There are a few tricks to make sure that you are buying a genuine lambskin and not a woven fur or imitation:

  1. The leather and the hide of your lambskin are one, so they should not pull apart. If the fur separates from the leather when pulled gently, it is probably woven fur.
  2. You can tell if it's fake by touching it, as it feels more synthetic. If you are still not sure, you can pluck a few hairs out of the fur and light them with a lighter. Real fur would react and smell like human hair when burnt. Imitation fur would melt and smell like burnt plastic.

How can a lambskin be antibacterial?

The wool of your lambskin is 100% protein. Unlike carbohydrate fibres such as cotton, lambskin is therefore not a breeding ground for germs, bacteria or viruses, even when warm. It is therefore antibacterial and also balances out bases and acids.

From what age can I put lambskin in the pram or cot?

The non-profit institute "European Respiratory Society" conducted a study with 3000 babies in 2014, which proved that newborns who sleep on lambskins for babies get asthma up to 80% less often.

Nevertheless, many experts advise against letting children sleep unattended on lambskins. In the prone position, this can lead to rebreathing and a risk of suffocation. Therefore, lambskin is only suitable as a bedding under supervision.

Sleeping on a lambskin is not only extremely comfortable for your baby, but can also be beneficial to your baby's health when supervised. (Image source: pexels.com / Daria Shevtsova)

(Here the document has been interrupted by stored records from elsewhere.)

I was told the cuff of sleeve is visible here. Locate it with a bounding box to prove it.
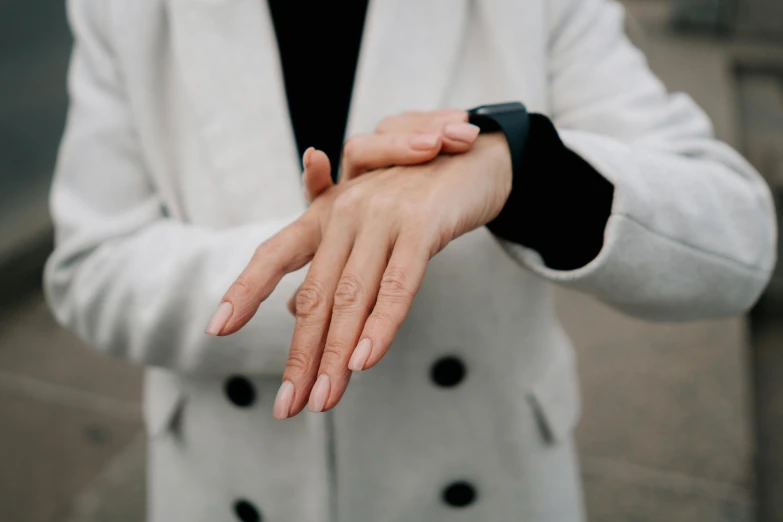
[487,114,614,270]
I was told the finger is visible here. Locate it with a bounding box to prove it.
[307,222,391,412]
[206,216,320,336]
[340,133,442,181]
[348,231,430,371]
[302,147,334,203]
[375,109,468,134]
[441,122,480,154]
[375,109,478,154]
[274,217,353,419]
[285,286,302,317]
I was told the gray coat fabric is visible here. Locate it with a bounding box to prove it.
[45,0,776,522]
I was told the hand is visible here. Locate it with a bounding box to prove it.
[287,109,479,315]
[302,109,479,201]
[210,133,511,419]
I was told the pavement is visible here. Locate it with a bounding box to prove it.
[0,0,783,522]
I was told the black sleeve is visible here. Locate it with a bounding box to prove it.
[487,114,614,270]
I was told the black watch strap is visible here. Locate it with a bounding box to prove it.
[468,102,530,187]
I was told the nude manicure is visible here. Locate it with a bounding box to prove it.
[273,381,294,420]
[443,123,480,143]
[348,339,372,372]
[206,301,234,335]
[307,374,329,413]
[410,134,438,150]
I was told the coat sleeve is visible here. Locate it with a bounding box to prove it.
[502,0,777,321]
[44,1,302,375]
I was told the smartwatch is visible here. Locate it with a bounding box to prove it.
[468,102,530,186]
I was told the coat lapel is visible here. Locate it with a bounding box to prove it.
[168,0,301,218]
[346,0,469,136]
[168,0,469,199]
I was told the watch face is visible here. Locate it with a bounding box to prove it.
[471,102,525,117]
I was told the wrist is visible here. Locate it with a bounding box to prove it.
[474,131,514,219]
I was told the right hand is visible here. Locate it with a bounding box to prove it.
[287,109,479,315]
[303,109,478,202]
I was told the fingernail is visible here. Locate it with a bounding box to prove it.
[348,339,372,372]
[207,301,234,335]
[307,373,329,413]
[274,381,294,420]
[443,123,479,143]
[410,134,439,150]
[302,147,313,169]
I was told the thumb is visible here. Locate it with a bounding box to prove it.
[302,147,334,203]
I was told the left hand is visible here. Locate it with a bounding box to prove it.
[211,133,511,419]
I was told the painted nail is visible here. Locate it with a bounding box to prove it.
[274,381,294,420]
[307,373,329,413]
[348,338,372,372]
[443,123,479,143]
[410,134,439,150]
[302,147,313,169]
[206,301,234,335]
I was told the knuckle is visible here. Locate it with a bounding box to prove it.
[285,349,310,374]
[321,341,347,368]
[367,308,397,332]
[369,191,404,213]
[375,116,397,133]
[379,267,412,301]
[333,185,364,215]
[334,275,365,310]
[294,281,326,319]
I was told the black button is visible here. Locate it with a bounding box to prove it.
[430,356,467,388]
[234,500,261,522]
[443,482,476,508]
[225,377,256,408]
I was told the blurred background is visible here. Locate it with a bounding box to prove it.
[0,0,783,522]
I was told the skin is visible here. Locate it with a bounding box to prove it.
[208,111,511,419]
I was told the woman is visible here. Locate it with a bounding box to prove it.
[46,0,776,522]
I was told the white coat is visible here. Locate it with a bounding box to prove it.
[45,0,776,522]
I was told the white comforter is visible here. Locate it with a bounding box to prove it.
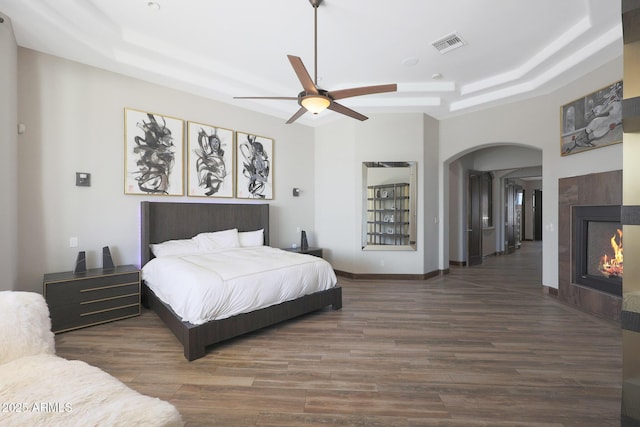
[142,246,337,325]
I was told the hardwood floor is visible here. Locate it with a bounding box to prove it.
[56,242,622,427]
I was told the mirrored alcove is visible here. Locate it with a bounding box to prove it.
[362,162,417,251]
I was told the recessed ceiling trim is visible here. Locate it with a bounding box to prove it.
[449,25,622,111]
[460,16,592,95]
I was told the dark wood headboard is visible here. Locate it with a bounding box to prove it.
[140,202,269,266]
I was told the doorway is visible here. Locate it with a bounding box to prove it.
[467,171,482,266]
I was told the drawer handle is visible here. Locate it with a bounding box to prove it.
[80,282,140,292]
[80,292,140,305]
[80,304,140,316]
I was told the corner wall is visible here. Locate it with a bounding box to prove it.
[315,113,439,275]
[0,13,18,291]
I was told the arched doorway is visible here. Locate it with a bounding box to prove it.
[444,143,542,266]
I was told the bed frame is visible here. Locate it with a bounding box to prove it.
[140,202,342,361]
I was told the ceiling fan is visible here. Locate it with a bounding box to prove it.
[234,0,398,124]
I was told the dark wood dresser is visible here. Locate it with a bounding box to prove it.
[43,265,140,333]
[282,247,322,258]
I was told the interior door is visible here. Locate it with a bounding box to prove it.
[533,190,542,240]
[467,171,482,266]
[504,181,522,253]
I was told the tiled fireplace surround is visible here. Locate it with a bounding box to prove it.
[558,170,622,322]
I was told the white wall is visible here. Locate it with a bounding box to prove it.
[0,14,18,291]
[440,57,622,288]
[315,113,439,274]
[18,48,315,291]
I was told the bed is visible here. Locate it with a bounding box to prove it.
[140,201,342,361]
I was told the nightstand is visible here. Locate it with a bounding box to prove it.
[282,247,322,258]
[43,265,140,333]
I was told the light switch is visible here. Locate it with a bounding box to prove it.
[76,172,91,187]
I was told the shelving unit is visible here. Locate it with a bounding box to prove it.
[367,183,412,246]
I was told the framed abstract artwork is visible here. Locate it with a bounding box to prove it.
[560,80,622,156]
[236,132,273,200]
[187,122,235,197]
[124,108,184,196]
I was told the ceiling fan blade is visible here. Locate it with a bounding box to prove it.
[287,55,318,95]
[327,102,368,121]
[328,83,398,99]
[233,96,298,101]
[287,107,307,125]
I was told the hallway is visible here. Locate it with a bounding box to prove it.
[56,242,622,427]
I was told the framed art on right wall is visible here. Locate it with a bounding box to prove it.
[560,80,622,156]
[236,132,273,200]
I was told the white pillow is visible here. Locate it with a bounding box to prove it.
[238,228,264,248]
[193,228,240,253]
[149,239,200,258]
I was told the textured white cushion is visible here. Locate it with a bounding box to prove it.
[0,354,183,427]
[149,239,200,258]
[238,229,264,248]
[0,291,56,364]
[193,228,240,253]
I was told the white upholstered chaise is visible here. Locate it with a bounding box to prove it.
[0,291,183,426]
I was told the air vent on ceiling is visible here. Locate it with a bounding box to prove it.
[431,33,467,53]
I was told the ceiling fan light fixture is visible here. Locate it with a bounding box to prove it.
[300,95,331,114]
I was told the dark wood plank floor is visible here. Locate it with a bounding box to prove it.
[56,242,622,427]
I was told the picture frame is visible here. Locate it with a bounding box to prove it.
[560,80,623,156]
[236,132,274,200]
[124,108,184,196]
[187,121,235,197]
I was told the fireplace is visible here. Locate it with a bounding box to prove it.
[558,170,622,322]
[572,205,623,296]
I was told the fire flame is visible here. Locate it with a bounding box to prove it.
[598,229,623,278]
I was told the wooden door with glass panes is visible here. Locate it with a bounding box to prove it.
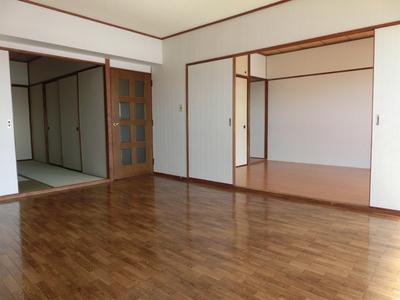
[111,69,153,179]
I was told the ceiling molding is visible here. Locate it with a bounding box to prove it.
[18,0,162,40]
[18,0,292,40]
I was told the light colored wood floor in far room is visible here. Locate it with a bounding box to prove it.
[235,161,370,206]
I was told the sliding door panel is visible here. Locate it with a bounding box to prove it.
[58,75,82,171]
[370,26,400,210]
[45,81,63,166]
[188,59,233,184]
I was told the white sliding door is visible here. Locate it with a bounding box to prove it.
[235,77,247,166]
[58,75,82,171]
[188,59,233,184]
[370,26,400,210]
[45,81,63,166]
[0,50,18,196]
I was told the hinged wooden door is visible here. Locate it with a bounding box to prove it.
[111,69,153,179]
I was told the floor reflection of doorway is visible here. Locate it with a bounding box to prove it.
[17,160,104,193]
[236,161,370,206]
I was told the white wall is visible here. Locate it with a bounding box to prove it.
[370,26,400,210]
[0,50,18,196]
[250,81,265,158]
[12,87,32,160]
[153,0,400,176]
[268,70,373,168]
[10,61,29,85]
[267,38,374,79]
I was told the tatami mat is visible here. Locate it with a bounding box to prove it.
[17,160,103,187]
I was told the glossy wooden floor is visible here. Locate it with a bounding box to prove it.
[0,176,400,300]
[235,161,370,206]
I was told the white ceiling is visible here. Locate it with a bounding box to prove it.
[25,0,281,38]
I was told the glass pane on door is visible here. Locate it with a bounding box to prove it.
[119,102,131,120]
[135,80,144,97]
[136,125,146,142]
[135,103,144,120]
[119,78,129,96]
[121,148,132,166]
[136,147,146,164]
[120,126,131,143]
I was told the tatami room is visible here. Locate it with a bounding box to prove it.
[10,52,107,193]
[0,0,400,300]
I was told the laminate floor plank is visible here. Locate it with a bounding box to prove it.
[235,160,370,206]
[0,175,400,300]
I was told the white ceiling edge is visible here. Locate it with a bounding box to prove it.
[24,0,282,38]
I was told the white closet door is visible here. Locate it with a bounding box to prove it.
[370,26,400,210]
[188,59,233,184]
[58,75,82,171]
[0,50,18,196]
[235,77,247,166]
[45,81,63,166]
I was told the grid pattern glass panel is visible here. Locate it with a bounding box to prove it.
[119,78,129,96]
[136,147,146,164]
[119,102,131,120]
[135,103,144,120]
[121,148,132,166]
[120,126,131,143]
[135,81,144,97]
[136,125,146,142]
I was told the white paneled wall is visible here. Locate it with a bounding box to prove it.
[153,0,400,176]
[250,81,266,158]
[188,59,233,184]
[0,50,18,196]
[370,26,400,210]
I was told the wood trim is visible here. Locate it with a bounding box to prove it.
[104,58,114,180]
[18,0,161,40]
[42,83,49,163]
[0,179,111,204]
[0,47,104,65]
[185,65,189,177]
[231,57,236,185]
[164,0,292,40]
[264,80,269,160]
[268,67,374,81]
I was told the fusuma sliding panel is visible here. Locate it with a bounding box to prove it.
[58,75,82,171]
[370,26,400,210]
[188,59,233,184]
[78,67,107,178]
[0,50,18,196]
[45,81,63,166]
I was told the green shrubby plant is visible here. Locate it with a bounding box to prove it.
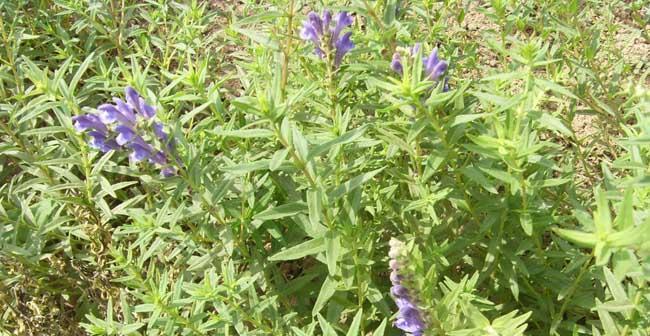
[0,0,650,336]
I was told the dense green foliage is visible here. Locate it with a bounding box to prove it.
[0,0,650,336]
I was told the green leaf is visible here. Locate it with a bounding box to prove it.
[325,231,341,276]
[519,212,533,236]
[594,188,612,237]
[269,148,289,171]
[345,309,363,336]
[372,319,388,336]
[311,276,338,315]
[614,188,634,230]
[603,266,628,301]
[553,228,598,248]
[253,202,307,221]
[269,237,326,261]
[318,314,336,336]
[211,128,275,139]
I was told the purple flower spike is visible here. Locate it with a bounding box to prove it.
[390,43,449,91]
[429,61,447,81]
[149,151,167,165]
[390,52,404,75]
[140,98,156,119]
[72,87,182,177]
[129,142,151,162]
[160,167,176,177]
[334,32,354,68]
[332,12,352,41]
[115,125,136,146]
[307,12,323,35]
[72,114,108,133]
[113,98,137,124]
[97,104,132,124]
[388,238,426,336]
[124,86,141,113]
[300,10,354,68]
[411,42,422,56]
[88,131,119,152]
[153,122,169,143]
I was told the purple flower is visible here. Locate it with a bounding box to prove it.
[300,10,354,68]
[115,125,136,146]
[388,238,426,336]
[88,131,120,152]
[390,43,449,91]
[72,87,181,177]
[153,122,169,143]
[334,32,354,68]
[422,48,447,81]
[72,114,108,133]
[390,52,404,75]
[128,142,152,162]
[113,98,137,124]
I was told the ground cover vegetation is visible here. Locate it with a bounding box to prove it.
[0,0,650,336]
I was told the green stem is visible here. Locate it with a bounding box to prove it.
[549,252,594,334]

Therefore, a lambskin in the pram or buggy is a good idea. Newborns can benefit from the advantages of the natural product under supervision and are protected from possible dangers by the supine position. A footmuff is especially recommended here, as it is cuddly and soft and provides pleasant comfort. The baby lambskin can therefore be used in the pram from the very beginning.

When should I use a lambskin saddle pad?

Similar to humans, lambskin has a relaxing effect on horses and helps with muscular problems. Horses that are particularly sensitive in the back therefore benefit greatly from lambskin pads.

Sheepskins can also help with saddle fit inaccuracies, as they even out the size. In addition, the risk of pressure sores and wounds is reduced by the additional suspension and the temperature balancing effect.

Saddle pads made of lambskin can be used all year round. In winter, they provide additional warmth for horse and rider, while in summer sweat is absorbed and a cooling effect is created.